The IAAF published a study concluding that higher levels of testosterone do, in fact, contribute to the level of performance in track and field. However, higher testosterone levels have never been the sole determining factor for sex or gender. There are conditions that affect women, such as PCOS, in which the ovaries produce extra amounts of testosterone. However, those women never have their womanhood called into question, nor should they—and neither should Semenya.
Every aspect of the issue surrounding Semenya's body has been deplorable, to say the least. However, there has not been enough recognition as to how invasive and degrading sex testing actually is. For any woman, at any age, to have her body forcibly examined and studied like a science project by "experts" is humiliating and unethical. Under no circumstances have Semenya's health or well-being been considered upon discovering that her body allegedly produces an excessive amount of testosterone. For the sake of an organization, for the comfort of white female athletes who felt as though Semenya's gender was an unfair advantage against them, Semenya and other women like her, must undergo hormone treatment to reduce their performance to that of which women are expected to perform at. Yet some women within the athletic community are unphased by this direct attempt to further prove women as inferior athletes.

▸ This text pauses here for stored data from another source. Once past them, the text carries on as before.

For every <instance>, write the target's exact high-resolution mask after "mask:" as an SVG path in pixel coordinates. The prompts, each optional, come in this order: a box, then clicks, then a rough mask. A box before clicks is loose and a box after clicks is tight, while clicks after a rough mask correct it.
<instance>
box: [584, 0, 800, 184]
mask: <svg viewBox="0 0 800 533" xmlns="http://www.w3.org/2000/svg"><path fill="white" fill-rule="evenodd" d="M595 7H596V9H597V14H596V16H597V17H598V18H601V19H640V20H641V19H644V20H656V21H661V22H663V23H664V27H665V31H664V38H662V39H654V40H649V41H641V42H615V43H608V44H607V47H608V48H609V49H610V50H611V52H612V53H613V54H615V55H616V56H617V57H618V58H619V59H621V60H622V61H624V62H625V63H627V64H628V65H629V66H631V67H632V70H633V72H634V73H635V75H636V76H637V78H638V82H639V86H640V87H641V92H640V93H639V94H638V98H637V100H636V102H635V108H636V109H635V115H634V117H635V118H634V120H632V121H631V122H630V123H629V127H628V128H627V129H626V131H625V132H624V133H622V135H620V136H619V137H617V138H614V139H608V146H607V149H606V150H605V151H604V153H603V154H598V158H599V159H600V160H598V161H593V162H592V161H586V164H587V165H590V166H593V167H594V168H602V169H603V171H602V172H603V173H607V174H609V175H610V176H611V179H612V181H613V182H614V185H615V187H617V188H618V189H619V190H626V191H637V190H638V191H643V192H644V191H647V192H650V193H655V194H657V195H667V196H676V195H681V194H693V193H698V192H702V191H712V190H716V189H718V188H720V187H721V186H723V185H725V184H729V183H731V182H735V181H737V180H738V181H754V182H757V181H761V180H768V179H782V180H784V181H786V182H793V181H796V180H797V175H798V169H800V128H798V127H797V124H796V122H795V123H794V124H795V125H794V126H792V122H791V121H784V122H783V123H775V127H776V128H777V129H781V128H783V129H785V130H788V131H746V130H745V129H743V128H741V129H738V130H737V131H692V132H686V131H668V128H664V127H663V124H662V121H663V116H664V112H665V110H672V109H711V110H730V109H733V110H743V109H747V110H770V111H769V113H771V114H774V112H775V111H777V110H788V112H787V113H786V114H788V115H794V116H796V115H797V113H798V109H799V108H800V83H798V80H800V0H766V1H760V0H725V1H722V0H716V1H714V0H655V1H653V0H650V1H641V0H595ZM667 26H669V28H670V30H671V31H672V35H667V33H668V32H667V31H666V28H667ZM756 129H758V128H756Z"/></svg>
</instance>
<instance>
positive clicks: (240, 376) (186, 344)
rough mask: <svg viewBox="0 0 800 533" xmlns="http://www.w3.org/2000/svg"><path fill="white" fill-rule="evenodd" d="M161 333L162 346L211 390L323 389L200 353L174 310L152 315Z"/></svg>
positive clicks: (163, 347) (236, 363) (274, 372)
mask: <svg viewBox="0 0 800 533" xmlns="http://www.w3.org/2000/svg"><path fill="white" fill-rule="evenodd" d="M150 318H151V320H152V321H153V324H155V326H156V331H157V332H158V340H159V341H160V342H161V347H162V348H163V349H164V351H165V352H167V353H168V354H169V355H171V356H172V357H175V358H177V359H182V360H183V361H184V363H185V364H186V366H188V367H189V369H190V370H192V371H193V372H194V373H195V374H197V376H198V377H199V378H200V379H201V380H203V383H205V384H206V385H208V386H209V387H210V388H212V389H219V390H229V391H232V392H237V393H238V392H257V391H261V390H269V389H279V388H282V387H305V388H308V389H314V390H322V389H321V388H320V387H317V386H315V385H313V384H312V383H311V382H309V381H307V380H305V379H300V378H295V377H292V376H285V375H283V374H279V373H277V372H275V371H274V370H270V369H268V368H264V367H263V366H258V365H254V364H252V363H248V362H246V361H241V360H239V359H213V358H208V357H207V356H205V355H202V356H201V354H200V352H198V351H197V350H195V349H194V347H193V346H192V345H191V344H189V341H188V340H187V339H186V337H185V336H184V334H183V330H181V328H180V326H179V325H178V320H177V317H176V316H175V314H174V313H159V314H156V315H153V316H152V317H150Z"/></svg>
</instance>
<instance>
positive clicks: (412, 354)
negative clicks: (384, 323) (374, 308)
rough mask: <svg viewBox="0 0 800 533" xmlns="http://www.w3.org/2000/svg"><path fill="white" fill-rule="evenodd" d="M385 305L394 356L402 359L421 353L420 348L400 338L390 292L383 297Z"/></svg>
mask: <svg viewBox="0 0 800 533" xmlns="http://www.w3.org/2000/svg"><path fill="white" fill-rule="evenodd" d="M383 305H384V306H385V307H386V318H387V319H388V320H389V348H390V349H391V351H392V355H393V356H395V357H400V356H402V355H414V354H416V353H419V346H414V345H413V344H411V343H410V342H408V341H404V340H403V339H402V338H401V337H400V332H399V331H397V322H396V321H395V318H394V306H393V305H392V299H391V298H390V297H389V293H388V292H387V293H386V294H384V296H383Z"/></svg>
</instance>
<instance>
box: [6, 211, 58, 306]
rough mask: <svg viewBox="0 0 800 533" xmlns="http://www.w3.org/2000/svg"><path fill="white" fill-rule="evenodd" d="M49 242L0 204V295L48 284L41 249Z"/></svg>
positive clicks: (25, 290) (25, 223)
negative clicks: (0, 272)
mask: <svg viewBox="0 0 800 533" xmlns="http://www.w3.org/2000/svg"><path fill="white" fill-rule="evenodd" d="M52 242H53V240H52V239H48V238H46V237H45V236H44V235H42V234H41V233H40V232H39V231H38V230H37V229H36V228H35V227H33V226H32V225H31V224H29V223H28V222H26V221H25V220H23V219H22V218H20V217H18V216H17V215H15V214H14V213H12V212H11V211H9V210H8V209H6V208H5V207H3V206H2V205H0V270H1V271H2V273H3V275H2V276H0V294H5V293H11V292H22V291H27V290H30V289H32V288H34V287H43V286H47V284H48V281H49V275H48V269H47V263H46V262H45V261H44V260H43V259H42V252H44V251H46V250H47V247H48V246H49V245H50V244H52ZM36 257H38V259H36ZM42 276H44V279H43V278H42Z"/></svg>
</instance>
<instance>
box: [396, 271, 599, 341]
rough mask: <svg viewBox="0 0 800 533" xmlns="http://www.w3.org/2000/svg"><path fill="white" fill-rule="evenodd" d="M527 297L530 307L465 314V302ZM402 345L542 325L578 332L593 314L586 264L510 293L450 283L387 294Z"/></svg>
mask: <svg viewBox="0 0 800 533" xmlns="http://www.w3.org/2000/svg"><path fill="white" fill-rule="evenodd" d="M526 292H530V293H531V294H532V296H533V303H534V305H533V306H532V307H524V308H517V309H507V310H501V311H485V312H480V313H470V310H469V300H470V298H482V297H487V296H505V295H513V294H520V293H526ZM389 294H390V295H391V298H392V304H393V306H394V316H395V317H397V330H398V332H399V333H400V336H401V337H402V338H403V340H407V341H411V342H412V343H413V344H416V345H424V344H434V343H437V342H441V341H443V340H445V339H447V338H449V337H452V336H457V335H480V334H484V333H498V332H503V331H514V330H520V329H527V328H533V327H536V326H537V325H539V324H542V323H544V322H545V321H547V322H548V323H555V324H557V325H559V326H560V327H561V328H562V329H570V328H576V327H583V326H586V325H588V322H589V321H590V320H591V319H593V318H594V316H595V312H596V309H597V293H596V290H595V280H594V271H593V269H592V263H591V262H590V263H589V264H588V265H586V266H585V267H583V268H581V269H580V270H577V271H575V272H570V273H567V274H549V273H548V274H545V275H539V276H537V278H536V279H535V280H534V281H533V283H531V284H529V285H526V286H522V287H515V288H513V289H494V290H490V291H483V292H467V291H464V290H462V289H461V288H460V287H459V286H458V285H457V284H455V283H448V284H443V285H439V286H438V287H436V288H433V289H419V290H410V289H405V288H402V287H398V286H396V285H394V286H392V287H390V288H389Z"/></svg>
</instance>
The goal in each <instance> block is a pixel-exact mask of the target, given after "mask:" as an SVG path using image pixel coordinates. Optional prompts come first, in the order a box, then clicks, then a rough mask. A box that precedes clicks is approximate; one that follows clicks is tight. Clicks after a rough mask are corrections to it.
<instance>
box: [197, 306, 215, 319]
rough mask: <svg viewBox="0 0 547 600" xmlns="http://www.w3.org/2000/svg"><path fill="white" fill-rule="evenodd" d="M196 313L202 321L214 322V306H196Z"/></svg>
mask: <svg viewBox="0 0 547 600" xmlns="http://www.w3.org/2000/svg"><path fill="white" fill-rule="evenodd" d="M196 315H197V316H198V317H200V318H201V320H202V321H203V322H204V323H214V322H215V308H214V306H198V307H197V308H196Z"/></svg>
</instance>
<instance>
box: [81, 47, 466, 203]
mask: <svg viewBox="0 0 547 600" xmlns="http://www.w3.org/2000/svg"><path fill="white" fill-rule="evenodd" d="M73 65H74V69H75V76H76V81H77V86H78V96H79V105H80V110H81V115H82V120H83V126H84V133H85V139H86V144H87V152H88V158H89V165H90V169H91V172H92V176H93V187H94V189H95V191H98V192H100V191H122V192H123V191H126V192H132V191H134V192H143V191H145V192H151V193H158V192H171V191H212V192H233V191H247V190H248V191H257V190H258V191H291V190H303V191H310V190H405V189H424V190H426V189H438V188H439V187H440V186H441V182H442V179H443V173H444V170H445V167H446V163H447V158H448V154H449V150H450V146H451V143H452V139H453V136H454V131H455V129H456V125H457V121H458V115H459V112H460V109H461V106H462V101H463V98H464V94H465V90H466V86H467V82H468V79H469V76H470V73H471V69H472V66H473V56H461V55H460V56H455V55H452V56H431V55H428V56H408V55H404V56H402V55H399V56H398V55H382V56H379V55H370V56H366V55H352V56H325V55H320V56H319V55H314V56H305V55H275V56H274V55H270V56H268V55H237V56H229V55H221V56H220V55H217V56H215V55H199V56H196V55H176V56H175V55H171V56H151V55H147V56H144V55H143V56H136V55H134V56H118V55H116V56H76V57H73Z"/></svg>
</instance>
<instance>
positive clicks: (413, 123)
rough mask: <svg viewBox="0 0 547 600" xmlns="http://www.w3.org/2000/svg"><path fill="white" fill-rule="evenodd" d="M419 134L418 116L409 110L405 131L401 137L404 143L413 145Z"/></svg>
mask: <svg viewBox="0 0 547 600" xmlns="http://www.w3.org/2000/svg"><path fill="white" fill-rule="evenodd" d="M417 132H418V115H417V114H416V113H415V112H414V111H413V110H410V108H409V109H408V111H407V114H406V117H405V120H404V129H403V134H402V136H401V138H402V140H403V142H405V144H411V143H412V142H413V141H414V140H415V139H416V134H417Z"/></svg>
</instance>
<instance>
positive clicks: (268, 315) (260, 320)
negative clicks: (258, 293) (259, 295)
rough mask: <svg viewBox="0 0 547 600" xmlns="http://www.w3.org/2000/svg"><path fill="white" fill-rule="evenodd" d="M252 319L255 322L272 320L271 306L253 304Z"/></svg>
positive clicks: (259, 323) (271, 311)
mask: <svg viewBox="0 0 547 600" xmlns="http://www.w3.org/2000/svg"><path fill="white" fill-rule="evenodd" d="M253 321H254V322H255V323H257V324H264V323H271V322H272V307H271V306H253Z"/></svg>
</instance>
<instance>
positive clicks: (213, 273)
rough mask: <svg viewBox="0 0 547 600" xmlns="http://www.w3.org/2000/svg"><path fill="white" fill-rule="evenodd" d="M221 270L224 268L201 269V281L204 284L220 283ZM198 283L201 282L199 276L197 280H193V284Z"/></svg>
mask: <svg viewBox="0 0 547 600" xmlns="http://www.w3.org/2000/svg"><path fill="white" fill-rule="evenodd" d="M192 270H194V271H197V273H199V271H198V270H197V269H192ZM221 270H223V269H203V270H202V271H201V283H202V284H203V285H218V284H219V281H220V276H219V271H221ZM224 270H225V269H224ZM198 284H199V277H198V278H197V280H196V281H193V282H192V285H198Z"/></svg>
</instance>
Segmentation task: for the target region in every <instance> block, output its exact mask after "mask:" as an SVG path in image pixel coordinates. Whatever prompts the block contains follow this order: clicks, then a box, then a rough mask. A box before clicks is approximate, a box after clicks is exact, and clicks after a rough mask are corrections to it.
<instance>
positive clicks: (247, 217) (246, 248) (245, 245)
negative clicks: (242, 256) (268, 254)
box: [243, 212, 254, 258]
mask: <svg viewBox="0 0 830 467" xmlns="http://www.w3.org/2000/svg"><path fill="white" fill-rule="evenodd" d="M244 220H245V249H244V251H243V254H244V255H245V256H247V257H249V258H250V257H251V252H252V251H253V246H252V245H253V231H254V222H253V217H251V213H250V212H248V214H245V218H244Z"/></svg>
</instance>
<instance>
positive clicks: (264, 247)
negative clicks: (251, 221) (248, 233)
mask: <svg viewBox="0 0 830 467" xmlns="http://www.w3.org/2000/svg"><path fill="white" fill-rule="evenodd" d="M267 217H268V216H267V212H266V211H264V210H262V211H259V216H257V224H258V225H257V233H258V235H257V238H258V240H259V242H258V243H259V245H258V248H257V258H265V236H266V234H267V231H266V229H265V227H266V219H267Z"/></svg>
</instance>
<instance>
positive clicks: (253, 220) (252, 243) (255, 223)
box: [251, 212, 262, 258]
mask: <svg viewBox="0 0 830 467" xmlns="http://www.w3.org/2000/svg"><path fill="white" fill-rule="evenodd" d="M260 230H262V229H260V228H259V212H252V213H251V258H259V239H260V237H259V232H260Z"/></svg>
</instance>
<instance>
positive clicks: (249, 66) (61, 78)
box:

As difficult as this global invasion of privacy has been for the athlete, the humiliation and sense of violation is felt by her people in South Africa. Writer and activist, Kari, reported that Semenya has had the country's undying support since her first global appearance in 2009. Even after the IAAF released their new regulations, South Africans have refuted their accusations. Kari stated, "The Minister of Sports and Recreation and the Africa National Congress, South Africa's ruling party labeled the decision as anti-sport, racist, and homophobic." It is no secret that the build and appearance of Black women have always been met with racist and sexist commentary. Because Black women have never managed to fit into the European standard of beauty catered to and in favor of white women, the accusations of Semenya appearing too masculine were unsurprising.
Despite the countless injustices Semenya has faced over the years, she remains as determined as ever to return to track and field and compete amongst women as the woman she is. Her fight against the IAAF's regulations continues as the Olympic champion has been receiving and outpour of support in wake of the Association's decision. Semenya is determined to run again, win again, and set new and inclusive standards for women's sports.